Still, whether one is a die-hard fan or a first-timer, this is a great way to get started into hearing what people growing up between the late 1960s and the early 1990s knew about Linda.  Obvious hits like “You’re No Good”, “Blue Bayou”, “Poor, Poor, Pitiful Me”, and her huge 1989 Grammy-winning duet with Aaron Neville, “Don’t Know Much”, are included in there, but so are some forgotten (at least by the current generation of radio listeners) gems as “Love Has No Pride”, “Crazy” (her torchy take on the immortal 1961 Patsy Cline classic); “Just One Look” (Linda’s 1978 revival of Doris Troy’s 1963 hit that serves as this collection’s title); “Someone To Lay Down Beside Me” (written by her good friend Karla Bonoff); “I Can’t Help It If I’m Still In Love With You” (her big 1974 revival of the Hank Williams classic, featuring her pal Emmylou Harris on harmony vocals); “I Never Will Marry” (the traditional Appalachian folk ballad that has Linda on acoustic guitar, and her other TRIO pal Dolly Parton on harmonies); and her impassioned version of her former backing band the Eagles’ classic “Desperado.”  And there are also her 1980s hits “How Do I Make You?”, “Hurt So Bad” and “Get Closer” that are going criminally neglected on so-called “oldies” radio stations that have gone all-Eighties on us.  And all that is just for starters.
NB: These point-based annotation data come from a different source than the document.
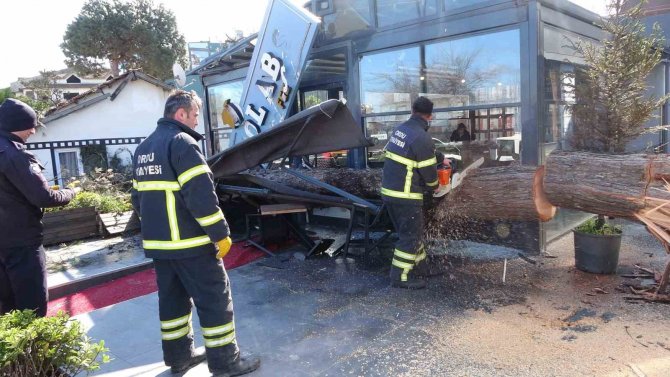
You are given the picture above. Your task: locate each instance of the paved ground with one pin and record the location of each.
(333, 317)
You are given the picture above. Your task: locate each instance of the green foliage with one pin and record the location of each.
(129, 34)
(594, 226)
(105, 190)
(5, 93)
(612, 105)
(93, 156)
(45, 88)
(39, 106)
(52, 346)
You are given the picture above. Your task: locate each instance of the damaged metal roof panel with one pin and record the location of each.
(328, 126)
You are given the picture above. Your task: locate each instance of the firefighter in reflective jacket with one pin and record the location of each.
(410, 169)
(182, 230)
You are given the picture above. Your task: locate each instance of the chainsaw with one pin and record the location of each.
(447, 175)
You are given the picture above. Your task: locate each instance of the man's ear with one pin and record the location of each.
(180, 114)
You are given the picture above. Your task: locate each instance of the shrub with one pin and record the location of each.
(592, 226)
(51, 346)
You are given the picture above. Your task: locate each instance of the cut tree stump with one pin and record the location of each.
(610, 185)
(511, 193)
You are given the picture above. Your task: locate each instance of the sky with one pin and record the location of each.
(34, 29)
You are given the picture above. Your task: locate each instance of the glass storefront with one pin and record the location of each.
(390, 80)
(391, 12)
(347, 16)
(451, 5)
(469, 84)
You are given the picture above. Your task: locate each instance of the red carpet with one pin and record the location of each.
(135, 285)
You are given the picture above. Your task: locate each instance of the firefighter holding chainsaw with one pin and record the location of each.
(410, 169)
(186, 234)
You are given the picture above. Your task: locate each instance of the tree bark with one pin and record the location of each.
(611, 185)
(510, 192)
(362, 183)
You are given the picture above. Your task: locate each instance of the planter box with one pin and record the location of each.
(69, 225)
(119, 222)
(597, 254)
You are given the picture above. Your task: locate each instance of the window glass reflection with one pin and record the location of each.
(477, 70)
(348, 17)
(390, 80)
(391, 12)
(455, 4)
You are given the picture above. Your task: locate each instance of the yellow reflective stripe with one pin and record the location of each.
(157, 186)
(175, 322)
(428, 162)
(172, 335)
(403, 160)
(404, 255)
(172, 215)
(402, 195)
(408, 180)
(211, 219)
(220, 342)
(192, 172)
(209, 331)
(174, 245)
(400, 264)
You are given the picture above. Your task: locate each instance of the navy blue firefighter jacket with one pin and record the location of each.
(410, 167)
(23, 193)
(173, 193)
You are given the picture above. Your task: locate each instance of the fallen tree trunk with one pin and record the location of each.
(611, 185)
(362, 183)
(510, 192)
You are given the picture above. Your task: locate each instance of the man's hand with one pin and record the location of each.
(224, 247)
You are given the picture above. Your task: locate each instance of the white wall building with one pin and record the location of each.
(66, 82)
(101, 127)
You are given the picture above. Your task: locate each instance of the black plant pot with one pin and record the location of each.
(597, 254)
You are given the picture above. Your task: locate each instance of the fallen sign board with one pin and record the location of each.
(274, 71)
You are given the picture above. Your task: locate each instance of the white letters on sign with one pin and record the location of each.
(271, 65)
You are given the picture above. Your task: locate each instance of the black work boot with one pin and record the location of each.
(242, 365)
(412, 281)
(196, 359)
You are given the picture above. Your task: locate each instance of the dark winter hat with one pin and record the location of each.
(422, 105)
(17, 116)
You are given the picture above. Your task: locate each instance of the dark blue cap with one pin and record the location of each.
(422, 105)
(17, 116)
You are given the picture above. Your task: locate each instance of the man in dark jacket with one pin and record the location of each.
(410, 169)
(23, 193)
(460, 134)
(186, 233)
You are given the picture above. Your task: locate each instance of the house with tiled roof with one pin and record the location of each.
(66, 82)
(100, 127)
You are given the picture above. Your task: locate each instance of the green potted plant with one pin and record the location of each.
(611, 108)
(46, 347)
(597, 246)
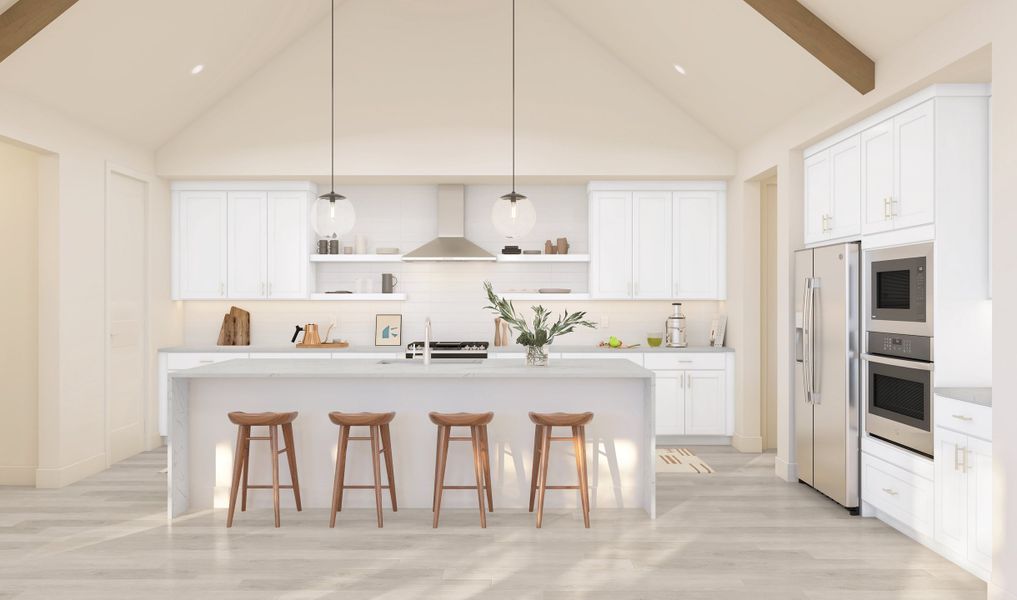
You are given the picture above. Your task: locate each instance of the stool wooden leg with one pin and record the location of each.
(337, 486)
(376, 464)
(386, 440)
(478, 471)
(343, 445)
(545, 446)
(535, 470)
(443, 434)
(238, 461)
(247, 461)
(274, 442)
(584, 479)
(485, 454)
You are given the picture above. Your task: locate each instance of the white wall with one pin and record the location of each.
(451, 294)
(934, 53)
(19, 313)
(71, 421)
(422, 95)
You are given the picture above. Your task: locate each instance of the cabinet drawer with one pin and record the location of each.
(964, 417)
(178, 361)
(684, 361)
(900, 494)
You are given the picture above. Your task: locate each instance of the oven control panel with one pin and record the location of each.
(901, 346)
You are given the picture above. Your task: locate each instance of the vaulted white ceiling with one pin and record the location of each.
(124, 65)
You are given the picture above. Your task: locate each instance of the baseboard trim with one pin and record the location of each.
(748, 443)
(784, 470)
(17, 476)
(61, 476)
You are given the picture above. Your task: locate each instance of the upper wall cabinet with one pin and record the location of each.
(240, 240)
(657, 240)
(888, 172)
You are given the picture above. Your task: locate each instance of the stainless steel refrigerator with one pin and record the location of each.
(827, 341)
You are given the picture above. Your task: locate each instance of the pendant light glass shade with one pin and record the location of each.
(514, 216)
(333, 216)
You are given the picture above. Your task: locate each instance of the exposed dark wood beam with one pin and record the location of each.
(821, 41)
(24, 18)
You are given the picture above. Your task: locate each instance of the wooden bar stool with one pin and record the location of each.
(378, 426)
(542, 439)
(241, 460)
(477, 422)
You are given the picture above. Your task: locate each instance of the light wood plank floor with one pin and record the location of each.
(739, 533)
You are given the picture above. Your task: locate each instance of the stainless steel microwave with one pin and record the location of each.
(899, 298)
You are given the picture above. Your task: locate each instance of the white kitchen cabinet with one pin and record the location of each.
(705, 403)
(287, 268)
(914, 167)
(652, 244)
(199, 242)
(699, 246)
(246, 244)
(610, 244)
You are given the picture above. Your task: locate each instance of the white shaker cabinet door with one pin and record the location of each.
(818, 196)
(877, 177)
(610, 245)
(670, 404)
(246, 244)
(699, 260)
(287, 270)
(914, 160)
(652, 244)
(845, 190)
(706, 403)
(200, 245)
(951, 490)
(979, 503)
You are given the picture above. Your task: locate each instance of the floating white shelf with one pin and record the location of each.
(543, 257)
(356, 257)
(527, 296)
(353, 297)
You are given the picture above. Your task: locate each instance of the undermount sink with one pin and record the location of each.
(436, 361)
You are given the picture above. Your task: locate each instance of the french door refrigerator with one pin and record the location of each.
(827, 408)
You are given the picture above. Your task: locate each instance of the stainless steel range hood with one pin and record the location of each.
(451, 243)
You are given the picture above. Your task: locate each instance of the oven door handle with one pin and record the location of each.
(898, 362)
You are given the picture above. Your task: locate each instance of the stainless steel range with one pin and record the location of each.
(449, 350)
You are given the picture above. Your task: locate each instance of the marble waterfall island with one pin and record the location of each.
(620, 438)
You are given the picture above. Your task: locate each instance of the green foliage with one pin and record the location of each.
(541, 334)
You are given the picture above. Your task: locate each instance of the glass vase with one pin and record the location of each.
(536, 356)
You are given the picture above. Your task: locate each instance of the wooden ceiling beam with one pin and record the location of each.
(821, 41)
(24, 18)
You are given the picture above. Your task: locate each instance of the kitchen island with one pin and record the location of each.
(620, 438)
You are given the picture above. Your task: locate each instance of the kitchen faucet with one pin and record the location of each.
(427, 341)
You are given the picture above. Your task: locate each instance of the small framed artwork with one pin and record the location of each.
(389, 330)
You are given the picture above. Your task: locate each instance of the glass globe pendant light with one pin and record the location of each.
(513, 215)
(334, 216)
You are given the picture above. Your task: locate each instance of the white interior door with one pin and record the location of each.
(610, 245)
(126, 244)
(818, 196)
(697, 245)
(652, 244)
(877, 177)
(246, 244)
(287, 244)
(915, 163)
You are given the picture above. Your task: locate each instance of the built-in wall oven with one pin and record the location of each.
(899, 298)
(898, 390)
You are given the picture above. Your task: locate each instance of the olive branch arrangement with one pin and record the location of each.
(542, 334)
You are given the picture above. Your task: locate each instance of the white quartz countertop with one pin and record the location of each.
(406, 369)
(643, 349)
(978, 396)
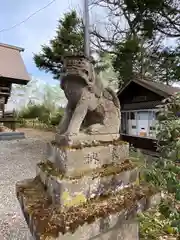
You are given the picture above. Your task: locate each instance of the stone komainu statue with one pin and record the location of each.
(91, 108)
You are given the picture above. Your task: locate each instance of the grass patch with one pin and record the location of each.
(104, 171)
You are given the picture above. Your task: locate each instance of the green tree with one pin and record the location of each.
(166, 65)
(68, 39)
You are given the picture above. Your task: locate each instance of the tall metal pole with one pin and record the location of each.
(86, 29)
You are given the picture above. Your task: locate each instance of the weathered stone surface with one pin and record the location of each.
(91, 108)
(84, 139)
(67, 192)
(39, 215)
(106, 229)
(6, 136)
(70, 159)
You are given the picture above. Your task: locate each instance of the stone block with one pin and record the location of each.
(70, 159)
(46, 223)
(67, 192)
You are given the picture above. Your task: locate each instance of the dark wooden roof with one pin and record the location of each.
(156, 87)
(12, 67)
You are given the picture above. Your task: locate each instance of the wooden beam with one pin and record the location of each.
(5, 88)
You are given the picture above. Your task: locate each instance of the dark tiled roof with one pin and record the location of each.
(12, 67)
(159, 88)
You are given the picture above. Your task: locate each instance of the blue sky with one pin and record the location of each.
(36, 31)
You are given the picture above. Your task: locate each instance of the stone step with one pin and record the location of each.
(76, 189)
(67, 159)
(5, 136)
(102, 218)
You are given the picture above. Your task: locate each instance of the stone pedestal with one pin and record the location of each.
(85, 191)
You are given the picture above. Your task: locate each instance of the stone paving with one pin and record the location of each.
(18, 160)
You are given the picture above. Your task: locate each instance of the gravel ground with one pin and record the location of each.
(18, 160)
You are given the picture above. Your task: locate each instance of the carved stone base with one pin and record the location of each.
(68, 159)
(108, 218)
(73, 191)
(83, 138)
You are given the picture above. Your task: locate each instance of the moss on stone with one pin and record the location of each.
(104, 171)
(93, 144)
(50, 220)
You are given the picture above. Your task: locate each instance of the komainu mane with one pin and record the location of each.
(91, 108)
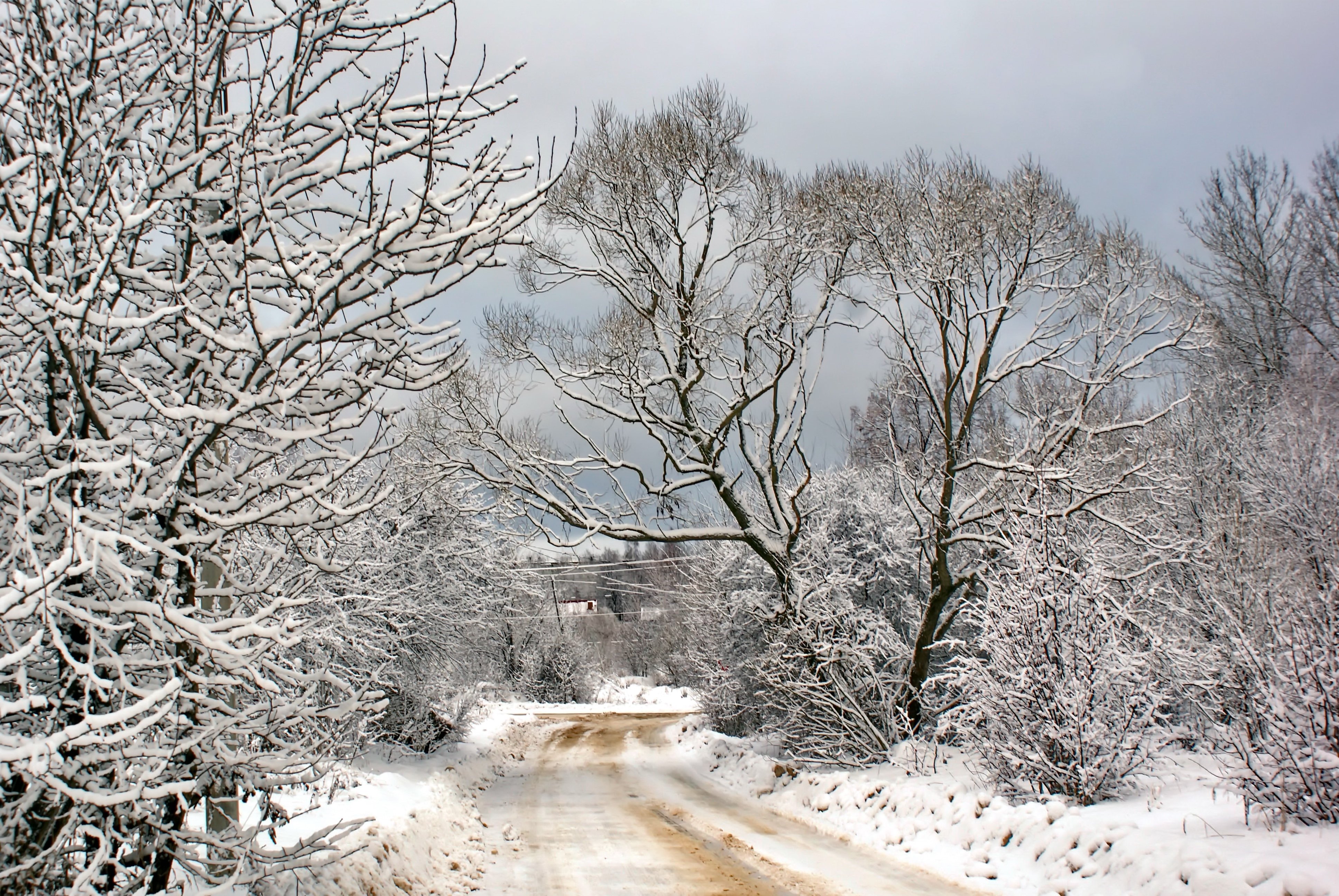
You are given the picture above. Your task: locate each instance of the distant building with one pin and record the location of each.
(576, 607)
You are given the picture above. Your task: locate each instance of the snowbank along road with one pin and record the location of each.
(604, 807)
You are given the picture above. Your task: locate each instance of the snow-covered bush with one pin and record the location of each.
(1058, 690)
(1283, 622)
(412, 602)
(824, 680)
(209, 292)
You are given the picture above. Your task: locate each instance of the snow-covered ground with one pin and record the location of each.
(421, 831)
(1187, 838)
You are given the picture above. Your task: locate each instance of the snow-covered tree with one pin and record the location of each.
(223, 228)
(827, 685)
(1060, 688)
(1017, 335)
(680, 409)
(416, 603)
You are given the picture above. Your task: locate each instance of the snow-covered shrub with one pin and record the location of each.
(412, 602)
(1058, 690)
(1289, 745)
(211, 299)
(824, 680)
(1285, 622)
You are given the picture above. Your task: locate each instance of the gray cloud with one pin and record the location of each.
(1130, 104)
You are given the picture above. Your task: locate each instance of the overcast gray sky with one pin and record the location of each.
(1129, 104)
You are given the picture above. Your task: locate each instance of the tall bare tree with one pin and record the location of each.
(680, 409)
(211, 290)
(1251, 225)
(1018, 337)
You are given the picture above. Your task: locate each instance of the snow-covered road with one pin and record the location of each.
(603, 805)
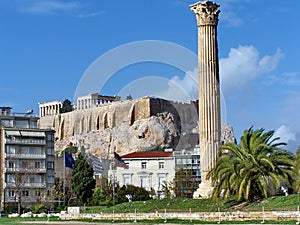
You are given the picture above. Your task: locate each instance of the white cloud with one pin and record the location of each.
(181, 89)
(285, 134)
(243, 64)
(51, 6)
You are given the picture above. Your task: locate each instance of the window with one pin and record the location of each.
(144, 181)
(11, 164)
(126, 179)
(50, 151)
(50, 165)
(25, 193)
(22, 123)
(50, 179)
(10, 178)
(36, 150)
(24, 165)
(161, 165)
(7, 123)
(37, 165)
(24, 150)
(11, 193)
(50, 137)
(11, 149)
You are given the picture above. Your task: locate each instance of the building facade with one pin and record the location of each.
(150, 170)
(26, 160)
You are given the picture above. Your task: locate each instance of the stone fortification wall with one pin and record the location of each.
(103, 117)
(127, 126)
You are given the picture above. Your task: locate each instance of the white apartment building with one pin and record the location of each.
(26, 160)
(149, 170)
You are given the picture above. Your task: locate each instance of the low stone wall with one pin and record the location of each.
(202, 216)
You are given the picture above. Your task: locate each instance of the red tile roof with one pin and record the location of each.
(156, 154)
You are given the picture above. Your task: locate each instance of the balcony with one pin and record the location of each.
(24, 156)
(22, 170)
(25, 141)
(26, 185)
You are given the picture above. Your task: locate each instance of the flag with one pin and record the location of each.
(69, 161)
(120, 162)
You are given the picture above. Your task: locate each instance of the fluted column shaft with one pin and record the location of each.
(209, 91)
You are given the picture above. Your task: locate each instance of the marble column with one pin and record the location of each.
(209, 91)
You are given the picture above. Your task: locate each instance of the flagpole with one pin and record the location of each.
(64, 177)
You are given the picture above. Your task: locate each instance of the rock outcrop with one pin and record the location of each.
(129, 126)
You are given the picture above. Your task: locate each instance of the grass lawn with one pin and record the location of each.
(278, 203)
(200, 205)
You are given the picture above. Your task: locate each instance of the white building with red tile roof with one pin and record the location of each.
(149, 170)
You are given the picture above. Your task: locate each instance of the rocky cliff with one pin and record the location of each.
(124, 127)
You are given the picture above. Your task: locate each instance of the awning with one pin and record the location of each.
(33, 133)
(12, 133)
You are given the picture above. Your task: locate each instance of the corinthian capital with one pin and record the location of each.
(206, 13)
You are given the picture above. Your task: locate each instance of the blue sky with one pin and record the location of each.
(46, 47)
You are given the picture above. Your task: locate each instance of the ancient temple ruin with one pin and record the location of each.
(209, 91)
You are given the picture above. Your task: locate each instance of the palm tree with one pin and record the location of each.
(246, 170)
(297, 171)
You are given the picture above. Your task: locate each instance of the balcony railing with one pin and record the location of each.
(25, 156)
(27, 185)
(25, 170)
(25, 141)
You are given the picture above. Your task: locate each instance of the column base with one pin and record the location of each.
(204, 191)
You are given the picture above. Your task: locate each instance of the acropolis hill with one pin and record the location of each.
(104, 124)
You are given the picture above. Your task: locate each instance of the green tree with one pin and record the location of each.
(247, 170)
(296, 185)
(184, 184)
(67, 106)
(82, 180)
(99, 197)
(137, 194)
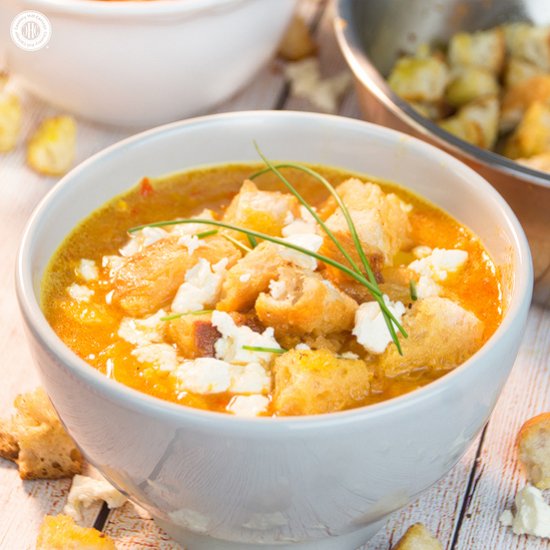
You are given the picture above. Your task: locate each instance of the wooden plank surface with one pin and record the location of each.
(462, 509)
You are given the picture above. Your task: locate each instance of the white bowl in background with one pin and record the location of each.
(320, 482)
(145, 63)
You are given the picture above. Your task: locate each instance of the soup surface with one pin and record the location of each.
(209, 317)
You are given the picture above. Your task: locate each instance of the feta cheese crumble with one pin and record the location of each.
(142, 331)
(370, 328)
(309, 241)
(161, 356)
(201, 287)
(532, 515)
(80, 293)
(230, 346)
(86, 490)
(248, 405)
(87, 269)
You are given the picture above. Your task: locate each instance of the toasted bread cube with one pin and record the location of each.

It is a shame that up until her Parkinson’s diagnosis, Linda was all but forgotten in the mainstream press; on the same weekend that she announced her diagnosis, it was overshadowed in the media by the overblown focus on Miley Cyrus’ idiotic “twerking” at the VMAs.  And even in the industry, it took the powers-that-be in the Rock and Roll Hall of Fame an unconscionably long time to induct her into their “club.”  But this huge 2-CD collection hopefully will remind people of how big a deal she was, from Emmylou, Nicolette Larson, Rosanne Cash and Jennifer Warnes, through to Trisha Yearwood, Martina McBride, Lucinda Williams, and Sheryl Crow, and up to present-day singers like Tift Merritt, Caitlin Rose, and Lindi Ortega.  It will also hopefully remind people of just how much further Taylor Swift still has to go in order to be in Linda’s class as well.

Linda Ronstadt is someone deserving of all the accolades she receives, even though she is arguably modest to a fault when talking about it all.  This collection just helps to solidify her stature, which is right up there with Elvis and the Beatles.